UK’s Starmer Woos Davos Saying Britain is Open For Business

As powerful politicians rub shoulders with wealthy business leaders in Davos, the person bearing the message that the UK is open for business isn’t Prime Minister Rishi Sunak but the man who wants his job — Labour Party leader Keir Starmer, and he has a message for Sunak, too.

(Bloomberg) — As powerful politicians rub shoulders with wealthy business leaders in Davos, the person bearing the message that the UK is open for business isn’t Prime Minister Rishi Sunak but the man who wants his job — Labour Party leader Keir Starmer, and he has a message for Sunak, too.

“Our prime minister should have showed up,” Starmer told a panel at the World Economic Forum in Davos on Thursday. “It’s important I’m here… as a statement of intent that should there be a change of government… that the UK will play its part on the global stage in a way it probably hasn’t in recent years.”

Sunak — a multimillionaire whose opponents have attempted to paint as unable to relate to ordinary Britons — chose to avoid the optics of a trip to Davos, especially at a time when the UK is struggling with a record squeeze on living standards. Instead, he’ll be in northern England on Thursday announcing a new tranche of so-called levelling up funding designed to equalize opportunities across the country.

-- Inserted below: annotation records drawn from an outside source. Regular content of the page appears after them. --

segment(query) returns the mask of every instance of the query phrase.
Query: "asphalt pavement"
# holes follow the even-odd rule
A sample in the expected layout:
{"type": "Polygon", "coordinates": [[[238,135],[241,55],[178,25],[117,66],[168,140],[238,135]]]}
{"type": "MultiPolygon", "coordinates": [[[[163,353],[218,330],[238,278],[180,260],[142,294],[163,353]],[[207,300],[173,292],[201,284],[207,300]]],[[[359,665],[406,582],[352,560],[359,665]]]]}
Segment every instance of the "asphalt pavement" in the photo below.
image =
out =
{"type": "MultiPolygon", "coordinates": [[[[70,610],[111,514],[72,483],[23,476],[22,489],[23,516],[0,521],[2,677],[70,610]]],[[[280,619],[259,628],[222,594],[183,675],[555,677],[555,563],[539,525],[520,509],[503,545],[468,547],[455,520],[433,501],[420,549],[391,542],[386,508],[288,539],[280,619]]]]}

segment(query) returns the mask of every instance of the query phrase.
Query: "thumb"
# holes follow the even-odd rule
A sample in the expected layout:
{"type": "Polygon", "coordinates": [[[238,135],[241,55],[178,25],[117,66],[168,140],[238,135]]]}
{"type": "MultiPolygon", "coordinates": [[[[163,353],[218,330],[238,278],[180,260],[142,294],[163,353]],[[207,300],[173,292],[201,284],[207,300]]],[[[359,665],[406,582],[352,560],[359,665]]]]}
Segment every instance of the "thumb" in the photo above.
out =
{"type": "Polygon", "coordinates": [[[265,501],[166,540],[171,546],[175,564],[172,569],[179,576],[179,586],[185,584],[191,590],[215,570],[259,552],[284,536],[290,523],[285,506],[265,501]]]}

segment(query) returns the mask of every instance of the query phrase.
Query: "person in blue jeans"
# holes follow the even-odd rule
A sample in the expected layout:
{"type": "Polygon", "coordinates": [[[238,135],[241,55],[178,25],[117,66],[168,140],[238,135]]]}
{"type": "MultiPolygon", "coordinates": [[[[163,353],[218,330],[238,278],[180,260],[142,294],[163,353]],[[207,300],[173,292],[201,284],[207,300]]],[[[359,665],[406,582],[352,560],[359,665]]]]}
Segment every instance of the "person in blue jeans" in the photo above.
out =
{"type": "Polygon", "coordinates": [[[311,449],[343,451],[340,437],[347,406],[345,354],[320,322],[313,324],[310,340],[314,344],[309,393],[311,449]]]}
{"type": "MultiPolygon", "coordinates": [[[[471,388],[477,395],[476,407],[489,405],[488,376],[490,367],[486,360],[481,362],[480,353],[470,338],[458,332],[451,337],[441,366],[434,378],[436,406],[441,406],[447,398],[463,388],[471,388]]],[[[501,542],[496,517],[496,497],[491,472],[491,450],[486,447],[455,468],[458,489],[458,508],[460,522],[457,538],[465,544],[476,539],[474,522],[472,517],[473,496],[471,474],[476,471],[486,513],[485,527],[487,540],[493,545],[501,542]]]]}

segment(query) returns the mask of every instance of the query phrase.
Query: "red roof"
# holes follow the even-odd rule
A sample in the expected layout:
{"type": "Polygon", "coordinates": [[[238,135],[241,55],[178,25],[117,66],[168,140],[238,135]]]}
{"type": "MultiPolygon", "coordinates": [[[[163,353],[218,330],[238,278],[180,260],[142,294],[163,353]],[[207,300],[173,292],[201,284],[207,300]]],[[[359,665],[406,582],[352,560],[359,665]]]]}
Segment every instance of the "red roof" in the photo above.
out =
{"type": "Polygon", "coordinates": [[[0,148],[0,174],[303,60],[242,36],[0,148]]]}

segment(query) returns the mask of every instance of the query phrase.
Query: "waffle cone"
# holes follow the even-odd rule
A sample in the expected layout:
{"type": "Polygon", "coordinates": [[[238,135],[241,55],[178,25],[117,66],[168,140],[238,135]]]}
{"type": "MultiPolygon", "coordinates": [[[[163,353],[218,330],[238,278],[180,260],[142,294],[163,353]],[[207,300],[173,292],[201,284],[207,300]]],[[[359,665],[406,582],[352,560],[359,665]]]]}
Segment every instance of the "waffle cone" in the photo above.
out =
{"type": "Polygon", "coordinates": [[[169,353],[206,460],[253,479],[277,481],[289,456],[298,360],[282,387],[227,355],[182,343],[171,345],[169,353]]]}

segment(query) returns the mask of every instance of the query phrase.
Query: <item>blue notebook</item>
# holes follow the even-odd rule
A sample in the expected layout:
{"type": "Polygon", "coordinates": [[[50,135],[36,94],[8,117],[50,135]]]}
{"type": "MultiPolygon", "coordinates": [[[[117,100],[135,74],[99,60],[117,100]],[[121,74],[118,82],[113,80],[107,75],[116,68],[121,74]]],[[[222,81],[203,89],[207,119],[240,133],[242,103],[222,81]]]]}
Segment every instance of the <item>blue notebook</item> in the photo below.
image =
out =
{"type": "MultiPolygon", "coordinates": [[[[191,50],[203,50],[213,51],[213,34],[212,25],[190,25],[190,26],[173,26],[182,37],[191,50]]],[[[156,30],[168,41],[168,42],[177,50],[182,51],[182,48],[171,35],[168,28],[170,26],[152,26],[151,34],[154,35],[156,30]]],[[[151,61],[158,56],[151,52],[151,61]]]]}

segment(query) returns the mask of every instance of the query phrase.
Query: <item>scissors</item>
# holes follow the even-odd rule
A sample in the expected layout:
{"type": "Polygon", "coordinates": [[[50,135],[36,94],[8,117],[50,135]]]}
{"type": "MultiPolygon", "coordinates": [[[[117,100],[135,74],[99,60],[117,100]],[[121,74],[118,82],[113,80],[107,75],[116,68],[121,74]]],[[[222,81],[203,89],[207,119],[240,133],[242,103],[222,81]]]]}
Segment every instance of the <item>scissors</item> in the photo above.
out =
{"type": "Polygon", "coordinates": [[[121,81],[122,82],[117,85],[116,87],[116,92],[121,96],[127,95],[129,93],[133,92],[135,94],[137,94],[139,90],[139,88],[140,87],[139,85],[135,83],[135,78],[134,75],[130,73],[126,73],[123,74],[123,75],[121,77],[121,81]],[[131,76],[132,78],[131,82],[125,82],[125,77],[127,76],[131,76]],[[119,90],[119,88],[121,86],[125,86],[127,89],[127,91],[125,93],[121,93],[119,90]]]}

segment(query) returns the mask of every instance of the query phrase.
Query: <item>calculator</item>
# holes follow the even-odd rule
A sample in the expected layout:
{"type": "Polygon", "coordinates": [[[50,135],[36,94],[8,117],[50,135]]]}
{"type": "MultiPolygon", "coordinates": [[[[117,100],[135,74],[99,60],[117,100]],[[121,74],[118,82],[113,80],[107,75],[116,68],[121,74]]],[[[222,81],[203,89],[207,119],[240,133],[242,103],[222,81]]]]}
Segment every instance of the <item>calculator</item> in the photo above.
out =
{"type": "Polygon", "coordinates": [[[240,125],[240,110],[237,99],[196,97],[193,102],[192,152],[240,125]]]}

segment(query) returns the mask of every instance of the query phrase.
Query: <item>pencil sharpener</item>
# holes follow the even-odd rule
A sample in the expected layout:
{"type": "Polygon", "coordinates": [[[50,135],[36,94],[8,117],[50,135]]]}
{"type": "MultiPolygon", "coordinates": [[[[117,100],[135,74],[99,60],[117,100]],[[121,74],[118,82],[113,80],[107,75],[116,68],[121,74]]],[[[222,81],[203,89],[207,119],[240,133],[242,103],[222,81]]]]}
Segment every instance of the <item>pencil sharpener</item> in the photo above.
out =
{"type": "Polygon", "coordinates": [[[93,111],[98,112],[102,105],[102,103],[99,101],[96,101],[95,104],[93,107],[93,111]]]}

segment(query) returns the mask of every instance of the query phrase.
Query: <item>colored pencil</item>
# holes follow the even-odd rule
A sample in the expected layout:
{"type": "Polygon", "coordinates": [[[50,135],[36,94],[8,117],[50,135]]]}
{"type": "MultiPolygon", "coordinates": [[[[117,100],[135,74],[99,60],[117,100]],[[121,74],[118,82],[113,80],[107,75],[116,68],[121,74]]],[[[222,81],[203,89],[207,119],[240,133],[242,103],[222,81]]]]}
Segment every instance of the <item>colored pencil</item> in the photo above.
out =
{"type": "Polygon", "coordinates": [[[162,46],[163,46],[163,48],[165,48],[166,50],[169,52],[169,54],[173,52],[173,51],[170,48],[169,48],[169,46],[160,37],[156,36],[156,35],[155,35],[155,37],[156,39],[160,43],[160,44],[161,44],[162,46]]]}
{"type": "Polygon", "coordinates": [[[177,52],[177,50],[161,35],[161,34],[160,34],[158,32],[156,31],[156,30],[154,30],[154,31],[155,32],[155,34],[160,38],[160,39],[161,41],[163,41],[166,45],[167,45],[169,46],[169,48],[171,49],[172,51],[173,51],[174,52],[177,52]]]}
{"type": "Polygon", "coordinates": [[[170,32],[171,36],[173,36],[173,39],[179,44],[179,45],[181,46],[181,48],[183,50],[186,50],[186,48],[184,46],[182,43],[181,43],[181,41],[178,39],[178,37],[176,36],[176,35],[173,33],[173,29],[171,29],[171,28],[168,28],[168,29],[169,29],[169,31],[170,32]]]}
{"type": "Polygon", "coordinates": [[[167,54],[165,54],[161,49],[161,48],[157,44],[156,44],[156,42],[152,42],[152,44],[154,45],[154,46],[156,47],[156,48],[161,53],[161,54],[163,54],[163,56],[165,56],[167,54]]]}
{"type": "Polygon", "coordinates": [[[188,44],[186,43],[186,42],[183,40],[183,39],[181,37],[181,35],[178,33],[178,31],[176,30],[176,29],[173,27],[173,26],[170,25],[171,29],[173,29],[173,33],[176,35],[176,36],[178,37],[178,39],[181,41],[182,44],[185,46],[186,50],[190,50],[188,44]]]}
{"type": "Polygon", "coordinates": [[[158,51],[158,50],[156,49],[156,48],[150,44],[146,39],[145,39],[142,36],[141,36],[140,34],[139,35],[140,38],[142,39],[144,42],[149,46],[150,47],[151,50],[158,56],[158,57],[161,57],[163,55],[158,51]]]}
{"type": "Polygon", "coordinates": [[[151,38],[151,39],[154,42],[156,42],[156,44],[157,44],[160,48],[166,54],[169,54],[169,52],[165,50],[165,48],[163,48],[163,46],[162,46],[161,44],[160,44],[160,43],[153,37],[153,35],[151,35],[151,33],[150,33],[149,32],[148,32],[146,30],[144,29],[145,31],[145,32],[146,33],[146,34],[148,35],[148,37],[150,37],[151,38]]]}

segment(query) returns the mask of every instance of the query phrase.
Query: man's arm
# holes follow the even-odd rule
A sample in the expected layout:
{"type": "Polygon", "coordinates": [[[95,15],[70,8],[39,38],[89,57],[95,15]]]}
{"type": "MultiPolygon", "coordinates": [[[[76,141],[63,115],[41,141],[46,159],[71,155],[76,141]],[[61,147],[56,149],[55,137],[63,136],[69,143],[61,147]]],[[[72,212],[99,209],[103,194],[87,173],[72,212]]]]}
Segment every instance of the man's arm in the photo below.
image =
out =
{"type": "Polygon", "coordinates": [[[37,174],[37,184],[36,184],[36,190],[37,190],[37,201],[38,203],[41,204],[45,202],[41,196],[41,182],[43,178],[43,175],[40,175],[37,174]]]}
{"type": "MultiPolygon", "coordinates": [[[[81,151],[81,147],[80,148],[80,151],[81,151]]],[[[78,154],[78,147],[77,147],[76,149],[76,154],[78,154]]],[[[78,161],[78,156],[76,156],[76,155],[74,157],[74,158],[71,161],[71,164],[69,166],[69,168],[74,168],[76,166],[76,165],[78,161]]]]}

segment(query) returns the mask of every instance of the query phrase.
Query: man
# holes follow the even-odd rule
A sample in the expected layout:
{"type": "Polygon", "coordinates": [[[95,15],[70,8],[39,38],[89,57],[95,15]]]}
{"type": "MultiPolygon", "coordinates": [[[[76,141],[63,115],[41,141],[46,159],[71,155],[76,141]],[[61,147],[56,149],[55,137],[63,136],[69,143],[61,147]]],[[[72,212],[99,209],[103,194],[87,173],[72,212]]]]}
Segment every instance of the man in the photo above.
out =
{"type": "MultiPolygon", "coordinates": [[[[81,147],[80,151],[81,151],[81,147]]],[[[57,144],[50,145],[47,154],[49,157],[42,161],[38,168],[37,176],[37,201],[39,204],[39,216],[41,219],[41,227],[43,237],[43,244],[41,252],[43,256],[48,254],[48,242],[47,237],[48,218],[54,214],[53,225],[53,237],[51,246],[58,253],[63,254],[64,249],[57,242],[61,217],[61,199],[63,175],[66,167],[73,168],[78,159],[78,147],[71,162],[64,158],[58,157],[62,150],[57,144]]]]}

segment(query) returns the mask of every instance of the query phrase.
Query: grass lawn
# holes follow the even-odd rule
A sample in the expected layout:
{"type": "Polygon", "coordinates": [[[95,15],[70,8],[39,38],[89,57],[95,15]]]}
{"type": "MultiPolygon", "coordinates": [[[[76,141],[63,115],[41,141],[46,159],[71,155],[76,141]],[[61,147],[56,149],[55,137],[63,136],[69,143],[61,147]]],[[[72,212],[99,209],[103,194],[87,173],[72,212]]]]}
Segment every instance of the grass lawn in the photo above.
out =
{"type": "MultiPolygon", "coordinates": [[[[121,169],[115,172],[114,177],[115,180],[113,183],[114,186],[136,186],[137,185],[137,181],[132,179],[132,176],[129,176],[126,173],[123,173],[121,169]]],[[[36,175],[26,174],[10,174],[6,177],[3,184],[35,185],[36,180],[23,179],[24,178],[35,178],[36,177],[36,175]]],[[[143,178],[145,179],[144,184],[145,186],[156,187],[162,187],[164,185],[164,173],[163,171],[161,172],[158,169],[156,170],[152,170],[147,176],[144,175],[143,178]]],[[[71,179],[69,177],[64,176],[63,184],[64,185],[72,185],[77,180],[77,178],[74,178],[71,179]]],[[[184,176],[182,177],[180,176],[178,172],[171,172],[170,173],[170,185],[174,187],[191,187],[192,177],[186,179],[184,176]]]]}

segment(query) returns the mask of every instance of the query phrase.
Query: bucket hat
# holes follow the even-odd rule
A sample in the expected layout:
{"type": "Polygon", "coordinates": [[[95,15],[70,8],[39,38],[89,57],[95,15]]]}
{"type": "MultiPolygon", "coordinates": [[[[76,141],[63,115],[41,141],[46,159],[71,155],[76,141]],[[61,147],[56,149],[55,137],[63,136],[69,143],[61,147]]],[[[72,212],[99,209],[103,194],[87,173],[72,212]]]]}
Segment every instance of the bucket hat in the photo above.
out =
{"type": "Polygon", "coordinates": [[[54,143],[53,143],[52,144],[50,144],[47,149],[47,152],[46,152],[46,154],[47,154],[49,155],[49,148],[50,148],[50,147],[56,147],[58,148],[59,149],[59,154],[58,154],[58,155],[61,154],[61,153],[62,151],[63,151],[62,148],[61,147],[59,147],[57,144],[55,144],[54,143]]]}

It’s a reversal of the roles traditionally associated with the UK’s two leading political parties — and one which Starmer will hope to consolidate — two years at most from the next general election. Labour leads by more than 20 points in the polls, and Sunak has spent his first few months in office trying to clean up the mess left by his predecessors after a year of unprecedented political upheaval within the ruling Conservatives.

Starmer and his finance spokeswoman, shadow chancellor Rachel Reeves, are in the Swiss resort to send a “clear message” that they’re committed to attracting more business investment to the UK, particularly when it comes to green industries of the future, they said in a statement.

“With Labour in government, Britain will be open for business,” Reeves said. “We have the ambition and the practical ideas to have our country lead on the global stage again, especially in those green industries of the future that are so vital for our energy security.”

Starmer and Reeves separately told the Financial Times that they would use their trip to Davos to rebuild the UK economy “on the rock of fiscal and financial responsibility” and closer trade ties with Europe. “We have to be clear that we want a closer trading relationship with the EU,” Starmer told the FT. 

To be sure, the government is represented in Davos by Business Secretary Grant Shapps and International Trade Secretary Kemi Badenoch. But a slew of other cabinet ministers will fan out across Britain today to help Sunak publicize the regional funding — designed to deliver on the party’s 2019 electoral promise under former Prime Minister Boris Johnson to “level up” opportunities nationwide.

But with Starmer building momentum and looking increasingly comfortable on the world stage, Sunak’s Tories may only have two more years to deliver on that pledge.

Starmer, meanwhile, has focused on repairing relations with British business after they were badly damaged by his predecessor, Jeremy Corbyn, a product of the party’s left wing. Last month, Reeves told a conference attended by 350 executives that “Labour is back in business,” while corporate leaders have responded, saying they’re prepared to work with the opposition party.